4. Doody MM, Lonstein JE, Stovall M, Hacker DG, Luckyanov N, Land CE. For the US Scoliosis Cohort Study Collaboration. Spine 25:2052-63, 2000.

5. Goldberg MS, Mayo NE, Levy AR, Scott SC, Poitras B. Adverse reproductive outcome among women exposed to low levels of ionizing radiation from diagnostic radiography for adolescent idiopathic scoliosis. Epidemiology 9:271-8, 1998.

6. Levy AR, Goldberg MS, Mayo NE, Hanely JA, Poitras B. Reducing the lifetime risk of cancer from spinal radiographs among people with adolescent idiopathic scoliosis. Spine 21:1540-48, 1996.

7. Mior SA, Kopansky-Giles DR, Crowther ER, Wright G. A comparison of radiographs and electrogoniometric angles in adolescent idiopathic scoliosis. Spine 21:1549-1555, 1996.

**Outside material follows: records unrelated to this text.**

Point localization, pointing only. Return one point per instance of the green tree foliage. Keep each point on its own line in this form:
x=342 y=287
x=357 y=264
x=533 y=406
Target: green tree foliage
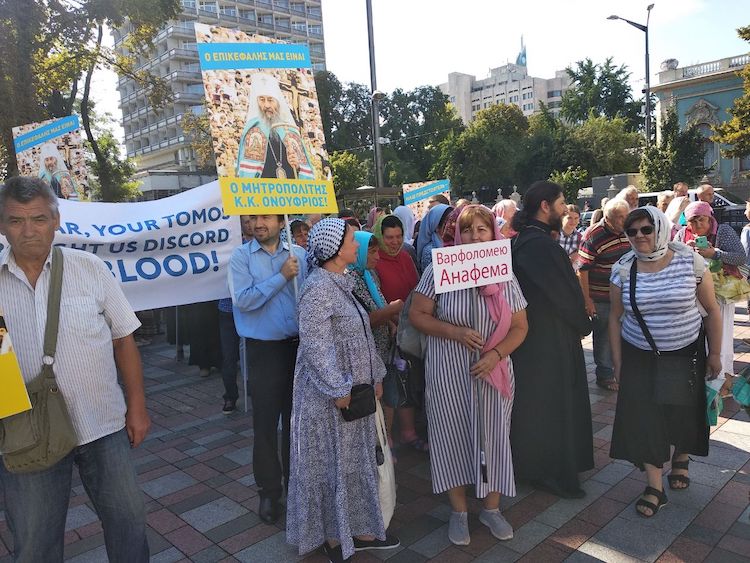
x=678 y=157
x=48 y=46
x=489 y=152
x=572 y=179
x=349 y=171
x=601 y=89
x=736 y=131
x=197 y=130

8.Schmitz A, Jaeger UE, Koening R, Kandyba J, Wagner UA, Giesecke J, Schmitt O. A new MRI technique for imaging scoliosis in the sagittal plane. Europ Spine J 114-7, 2001.

9. Ovadia D, Dickman D, Fragniere B, Leitner J, Rigo M, Dubousset J. A Non-Invasive Approach for Scoliosis Assessment. Oral presentation, EuroSpine, October 2003. Prague, Czechoslovakia.

10. Baron E, Dickman D, Ephrath H, Floman Y. Radiation-Free Assessment of Scoliosis: Inter-Observer Reliability. Oral presentation, WorldSpine II, August 2003. Chicago, IL.

Updated on: 09/26/12
Lawrence G. Lenke, MD
The search for less invasive means of identifying and evaluating scoliosis and other spinal deformities is important because of the theoretical health risks with multiple x-rays, which are the standard method of scoliosis documentation. The Ortelius800® device is a very specialized and unique way of attempting to obtain detailed information on the presence, location and size of scoliosis deformities and potentially other spinal malalignments such as excessive thoracic kyphosis and others. Being familiar with the device, it is very user-friendly and well-accepted by patients. Ongoing clinical research will attempt to validate its accuracy and usefulness in a routine clinical setting for both screening of scoliosis and follow-up evaluation of documented deformities being observed, braced or having had operative intervention.